Seit ein paar Wochen mailen Hans und der Captain hin und her. Hans schickte Flaschen. Und der Captain denkt sich: Heute ist ein guter Tag, einen dieser Weine zu öffnen. Einen, der ihm SEHR gefiel.

Es handelt sich um den vornehmen Filzener Herrenberg Riesling Alte Reben 2017 von Reverchon, der durch die Hände von Kellermeister Ralph Herke ging, der hier auch noch zu Wort kommt. Herrlich angereifter Wein von alten Rebstöcken, die laut Betrieb 50 bis 100 Jahre alt sind. Im Glas satt glänzendes Gelb mit Messingreflexen. In der Nase zarte Altersnoten (phenolisch) mit einem Hauch Fahrradschlauch, dann weiße Blüten, Limette, Zitronenabrieb und etwas Feuersteinrauch. Im Mund substanziell-gelbfruchtig und maulfüllend, dabei frisch und beinahe streng-mineralisch. Das ist gelebte Saar! Mit mehr Luft und steigender Temperatur immer weicher und versöhnlicher. Ich schmecke vollreifen Pfirsich, gelben Apfel und am Gaumen ein faszinierendes Süße-Säure-Spiel, das wie allerfeinster Sekt prickelt. Ganz hinten Orangenschale und ein lang andauernder Abgang. Was für ein sinnliches Vergnügen zum moderaten Preis.

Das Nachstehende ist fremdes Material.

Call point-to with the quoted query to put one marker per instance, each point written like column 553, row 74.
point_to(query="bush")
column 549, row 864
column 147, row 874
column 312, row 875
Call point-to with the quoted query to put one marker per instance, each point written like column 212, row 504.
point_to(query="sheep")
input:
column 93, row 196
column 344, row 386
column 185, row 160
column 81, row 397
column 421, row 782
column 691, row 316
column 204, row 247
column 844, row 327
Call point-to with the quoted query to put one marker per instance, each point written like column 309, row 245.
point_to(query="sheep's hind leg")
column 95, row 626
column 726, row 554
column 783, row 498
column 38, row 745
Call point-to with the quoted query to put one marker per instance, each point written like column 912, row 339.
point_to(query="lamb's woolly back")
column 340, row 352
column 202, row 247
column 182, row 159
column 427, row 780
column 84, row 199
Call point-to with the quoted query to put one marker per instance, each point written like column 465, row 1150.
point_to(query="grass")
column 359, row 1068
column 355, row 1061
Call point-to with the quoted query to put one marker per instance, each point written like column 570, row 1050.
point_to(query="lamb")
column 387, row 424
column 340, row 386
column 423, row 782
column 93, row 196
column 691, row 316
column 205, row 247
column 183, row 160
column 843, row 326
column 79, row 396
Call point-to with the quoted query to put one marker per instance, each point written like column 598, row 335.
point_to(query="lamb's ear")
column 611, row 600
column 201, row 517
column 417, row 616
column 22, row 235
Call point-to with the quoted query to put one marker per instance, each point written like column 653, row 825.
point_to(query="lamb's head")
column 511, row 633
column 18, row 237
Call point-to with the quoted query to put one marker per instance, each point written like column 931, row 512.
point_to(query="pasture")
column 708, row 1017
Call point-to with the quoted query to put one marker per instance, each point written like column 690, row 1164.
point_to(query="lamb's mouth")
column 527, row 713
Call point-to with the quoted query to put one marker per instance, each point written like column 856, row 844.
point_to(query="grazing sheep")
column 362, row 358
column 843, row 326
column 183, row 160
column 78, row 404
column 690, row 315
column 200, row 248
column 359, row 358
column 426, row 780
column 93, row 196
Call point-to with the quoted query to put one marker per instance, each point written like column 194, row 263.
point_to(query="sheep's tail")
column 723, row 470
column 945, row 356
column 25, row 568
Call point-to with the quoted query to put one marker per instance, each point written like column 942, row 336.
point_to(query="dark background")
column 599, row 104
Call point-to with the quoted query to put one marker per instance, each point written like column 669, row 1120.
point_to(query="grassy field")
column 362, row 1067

Es ist ein bisschen seltsam. Reife Rieslingweine gehören so ziemlich zum schönsten Trinkerlebnis, das man sich selber organisieren kann, aber irgendwie interessiert das keinen. Auf den Webseiten und in den Shops der Betriebe findet man selten die Kategorie „reif“. Man muss erst nachfragen. Dann ist es meistens so, dass der Wunsch im Handumdrehen erfüllt wird.

So läuft das in der Regel. Aber nicht bei Hans. Hier darf man stöbern und sich gereiftes Zeug raussuchen, ohne vorher fragen zu müssen.

Hans ist einer jener Nicht-Winzer mit Weingut, über die Eva schreibt. 2007 kaufte er Reverchon mit einem alten Herrenhaus und 8 Hektar Weinbergen und nahm sich vor, die alten Zeiten aufleben zu lassen.

Einst galt der Betrieb in Konz-Filzen als einer der führenden Weinproduzenten der Saar. In den besten Hotels und Restaurants Deutschlands waren Reverchon-Weine begehrt.

1967 übernahm ein gewisser Eddie Reverchon die Leitung. Der Mann war seiner Zeit um Lichtjahre voraus, denn er konzentrierte sich auf die Produktion trockener Saarweine aus den Lagen Herrenberg und Steinberg. Nur ließ sein wirtschaftliches Geschick leider zu wünschen übrig.

Das Unternehmen dämmerte vor sich hin und um die Jahrtausendwende war es vorbei: Insolvenz.

Dann kam Hans und mit ihm der Aufschwung. Heute misst die Weinbergsfläche von Reverchon um die 20 Hektar. Haus und Hof erstrahlen in prächtigem Glanz.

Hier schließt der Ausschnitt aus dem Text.